I am standing in a crowd of people talking, when suddenly I get an awkward feeling in my mouth. All of a sudden, my teeth begin to crumble in my mouth… Are you kidding me? I now need dentures at this early stage in my life? Then I realize, this can’t really be happening.
A while back, I posted about how I lucid dream, and this turned out to be one of those dreams, a persistent one. Time after time, I’d realize I was dreaming. I’d then simply “think” new teeth back into the jaw of my “dream self” and continue on with whatever the plotline was that evening. The weird part was that this kept happening even when I was aware that I was dreaming. Something else had to be going on, I reasoned.
Coincidentally, at my next trip to the dentist, she asked me if I realized that I had been grinding my teeth. She proceeded to tell me how bad this was for my teeth. She also indicated that it was most likely happening in my sleep. Then I put two and two together.

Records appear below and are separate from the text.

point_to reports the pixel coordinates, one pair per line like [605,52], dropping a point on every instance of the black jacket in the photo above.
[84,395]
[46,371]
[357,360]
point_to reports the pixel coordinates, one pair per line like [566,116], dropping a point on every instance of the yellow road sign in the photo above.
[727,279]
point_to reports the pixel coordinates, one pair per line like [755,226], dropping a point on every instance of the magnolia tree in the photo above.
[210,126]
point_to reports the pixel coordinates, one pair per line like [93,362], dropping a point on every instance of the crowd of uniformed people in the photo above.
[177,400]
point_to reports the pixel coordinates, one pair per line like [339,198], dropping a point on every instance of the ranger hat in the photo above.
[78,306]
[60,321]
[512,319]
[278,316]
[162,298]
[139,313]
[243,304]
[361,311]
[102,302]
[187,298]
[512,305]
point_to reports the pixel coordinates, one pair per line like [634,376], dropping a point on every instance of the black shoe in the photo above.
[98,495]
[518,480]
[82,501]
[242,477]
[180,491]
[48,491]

I was grinding my teeth at night, and when I did that, my body was informing me in my dreams by the crumbling teeth dream metaphor. Since then, I have discovered that many people have this teeth crumbling dream also. When asked if they grind their teeth, they have checked with their dentist, and sure enough, they do. As far as I have discovered thus far, nobody has ever officially documented this claim in dentistry.

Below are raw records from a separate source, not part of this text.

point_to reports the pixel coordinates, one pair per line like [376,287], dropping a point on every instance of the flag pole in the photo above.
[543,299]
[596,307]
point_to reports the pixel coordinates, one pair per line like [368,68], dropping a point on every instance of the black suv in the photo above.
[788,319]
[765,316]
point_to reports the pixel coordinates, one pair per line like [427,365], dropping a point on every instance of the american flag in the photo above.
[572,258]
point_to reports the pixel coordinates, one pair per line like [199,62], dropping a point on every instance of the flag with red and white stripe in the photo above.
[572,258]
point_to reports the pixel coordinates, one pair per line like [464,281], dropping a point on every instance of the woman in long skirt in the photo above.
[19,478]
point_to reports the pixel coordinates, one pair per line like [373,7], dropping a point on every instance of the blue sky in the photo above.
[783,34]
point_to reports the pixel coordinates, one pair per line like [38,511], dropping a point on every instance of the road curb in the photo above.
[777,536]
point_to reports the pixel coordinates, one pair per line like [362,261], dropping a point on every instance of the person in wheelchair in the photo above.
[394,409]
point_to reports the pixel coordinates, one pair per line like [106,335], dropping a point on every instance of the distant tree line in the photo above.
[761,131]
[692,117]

So here is my claim to dentistry fame: I shall now officially dub this discovery as the Benek Teeth Crumbling Phenomenon (BTCP). Apologies in advance if someone has already discovered this.

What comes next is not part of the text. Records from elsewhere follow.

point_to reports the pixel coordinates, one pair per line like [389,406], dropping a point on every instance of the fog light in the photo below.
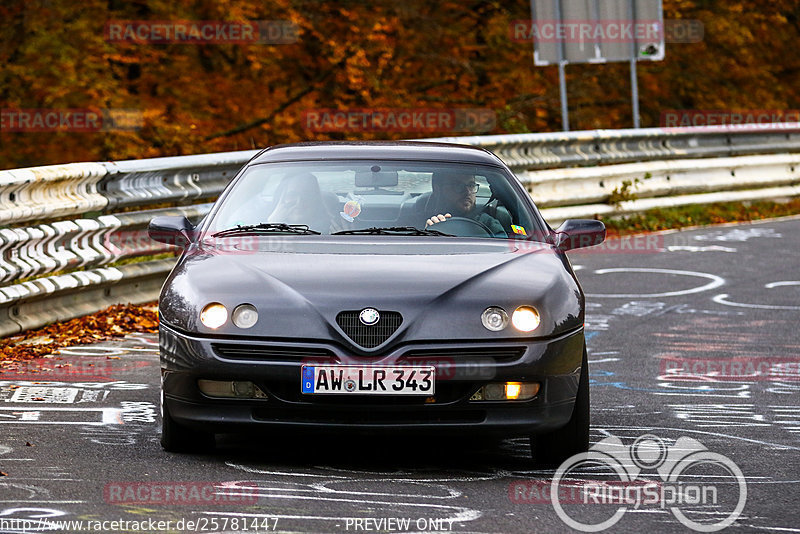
[494,318]
[245,315]
[214,315]
[525,318]
[507,391]
[228,389]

What is more interesting to me than this little discovery was the fact that once I became aware of the problem, I was able to stop the teeth grinding altogether in my sleep. Now mind you, I was asleep when the dreaming happened–in a dream state–yet my physical state behavior changed. And I was not consciously telling myself to stop grinding my teeth in my lucid dream state. Instead, the teeth grinding just stopped, apparently subconsciously.
This leads me to draw some interesting physical/theological conclusions. Might it be the case that when people become aware of unconscious actions that harm themselves, such conscious recognition in and of itself might be enough, sometimes, to cause the harmful behavior to stop? This seems logical doesn’t it?
Teeth grinding obviously isn’t good for my teeth, but I didn’t know that I was doing it. Once I did, the action stopped even while I was technically in a subconscious state. Is it possible that such conscious acknowledgement of a previously unrecognized harmful behavior might cause the individual to subconsciously stop the said behavior?
My thought is that such conscious acknowledgement may be a sociological function of religious worship as well.
For instance, what if a person thinks thoughts that are bad, but doesn’t realize that they are bad? If they then verbally convey those thoughts to another person, who proceeds to indicate to them that the thoughts are bad, would such an acknowledgement be enough to potentially stop the bad thoughts from happening again?
Reality Changing Observations:
1. Have you or someone you know ever experienced the BTCP?
2. How do you explore your subconscious issues that impact your conscious self?
3. Has a worship experience ever helped to convict you of something you needed to change about yourself, and if so, how did your life ultimately change?